Con patriarcal sencillez,
Marcos se daba ya por contento; mas principió a recibir de su aldea cartas de
cierto compadre Antón, muy razonadas, disuadiéndole de volver tan pronto y
animándole a traer algo más que «una pobreza».
Aseguraba también el
compadre Antón que la familia de Marcos ya no pasaba necesidad alguna, porque
el amo, el señor conde de Castro, les había rebajado en más de la mitad el
arriendo del lugar que llevaban, y la comadre Sabel, con su trabajo, ganaba lo
suficiente para que ni ella ni los chiquillos careciesen de abrigo y caldo «de
pote».
Es de advertir que el
compadre Antón hablaba oficialmente, porque a la comadre Sabel le estorbaba lo
negro, y por medio de Antón se comunicaba con el ausente esposo. Pareció el
consejo muy discreto, y Marcos siguió reuniendo patacones; pero transcurridos
cinco años, y dueño ya de un capitalejo tan humilde en América como
considerable en la aldea de Castro, comenzó a escamarle el empeño de tenerle a
distancia que mostraba el tío Antón. No era Marcos ningún bolonio, y la
suspicacia natural del labriego se despertó y dio en atar cabos y devanar
cavilaciones.
Resolvió, pues, volver
secretamente a su hogar, y así como lo resolvió lo hizo, desembarcando en
Marineda de Cantabria y tomando al punto el coche de línea que le llevó, no sin
peligro de sus huesos, a Compostela. Allí se echó a la calle con propósito de
ajustar un jamelgo para andar las cuatro leguas que faltaban hasta Castro.Iba
Marcos regodeándose con su plan que consideraba excelente. Si en su casa todo
marchaba en orden, ¡magnífica sorpresa la de verle llegar tan bien portado y
hasta con su cadena de oro de tres vueltas! Y si había allá «choyo»...,
¡magnífica sorpresa también!
Saboreando sus propósitos,
al revolver de una esquina tropezó con un aldeano, que, al verle, pegó
involuntario respingo y trató de escabullirse, ocultándose en un portal; mas no
le valió la treta, porque Marcos echó a correr detrás del fugitivo, le agarró por
la faja de lana de colores y obligó al compadre Antón -pues él era- a volverse
y reconocerle. Cogido ya el labriego, hizo a mal tiempo buena cara y saludó a
Marcos mostrando cordialidad. Al enterarse de que Marcos proyectaba salir para
Castro inmediatamente, tuvo Antón nuevos conatos de fuga, igualmente
frustrados, porque el marido de Sabel, con suma firmeza, declaró a su compadre
que no se descosería de su lado por un imperio.
«Te veo, viejo encubridor
-pensaba Marcos. Quieres adelantarte para avisar y que yo encuentre todo
aquello amañadito. No me chupo el dedo. Así duermas hoy aquí, contigo duermo
yo. No te valen las triquiñuelas. A Castro hemos de llegar más juntos que la
oblea y el papel.»
Apenas se convenció el tío
Antón de que el compadre no le soltaba, como era menos terco que ladino,
resignóse, ajustó el caballo para Marcos, arreó su propia cabalgadura, y tres
horas antes de ponerse el sol salieron carretera adelante.

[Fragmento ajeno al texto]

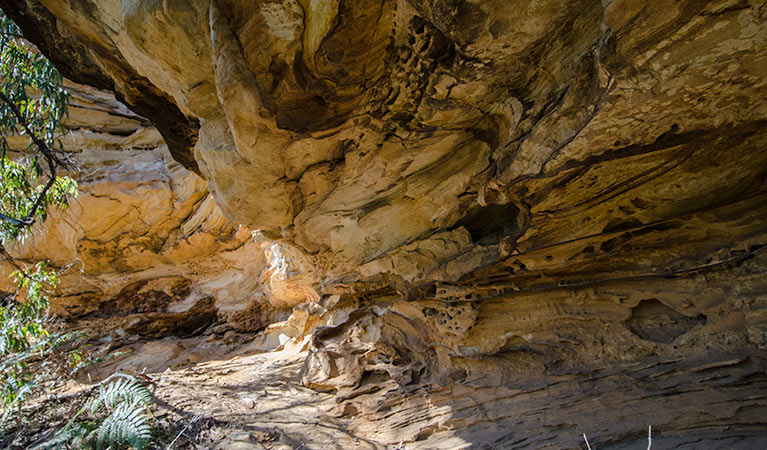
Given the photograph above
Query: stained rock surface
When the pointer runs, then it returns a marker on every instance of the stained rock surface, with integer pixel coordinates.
(515, 221)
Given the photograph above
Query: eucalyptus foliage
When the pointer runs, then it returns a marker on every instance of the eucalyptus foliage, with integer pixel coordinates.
(33, 103)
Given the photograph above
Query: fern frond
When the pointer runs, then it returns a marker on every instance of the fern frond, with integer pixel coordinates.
(123, 389)
(128, 424)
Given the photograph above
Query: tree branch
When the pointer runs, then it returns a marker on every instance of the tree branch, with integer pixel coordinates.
(29, 219)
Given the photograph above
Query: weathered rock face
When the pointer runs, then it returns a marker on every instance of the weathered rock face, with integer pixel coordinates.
(144, 248)
(537, 216)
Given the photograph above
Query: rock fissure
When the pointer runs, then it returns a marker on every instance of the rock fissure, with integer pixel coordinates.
(462, 224)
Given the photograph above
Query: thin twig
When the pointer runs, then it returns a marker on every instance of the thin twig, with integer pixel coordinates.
(649, 437)
(587, 441)
(49, 157)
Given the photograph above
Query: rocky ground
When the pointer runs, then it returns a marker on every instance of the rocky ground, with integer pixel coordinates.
(470, 224)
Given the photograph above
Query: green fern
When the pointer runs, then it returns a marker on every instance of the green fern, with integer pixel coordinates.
(129, 424)
(120, 389)
(123, 418)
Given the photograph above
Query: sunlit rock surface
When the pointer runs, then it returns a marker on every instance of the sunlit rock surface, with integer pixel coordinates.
(514, 221)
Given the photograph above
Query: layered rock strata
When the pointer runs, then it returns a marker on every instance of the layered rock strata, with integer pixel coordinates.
(521, 218)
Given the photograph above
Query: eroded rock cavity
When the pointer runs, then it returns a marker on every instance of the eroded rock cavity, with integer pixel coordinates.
(515, 221)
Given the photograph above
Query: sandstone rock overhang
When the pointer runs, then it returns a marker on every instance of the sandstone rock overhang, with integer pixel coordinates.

Ya se comprende que Marcos
ni soñaba en que el compadre, con aquel pescuezo que parecía corteza de tocino
rancio y aquella cara de polichinela entrado en edad, pudiese ser el ladrón de
su honra; además, Marcos sabía que el tío Antón estaba más pobre que las
arañas, más viejo que el pecado, y que como no se aficionase de una ternera o
de un saco de maíz, lo que es de otra cosa...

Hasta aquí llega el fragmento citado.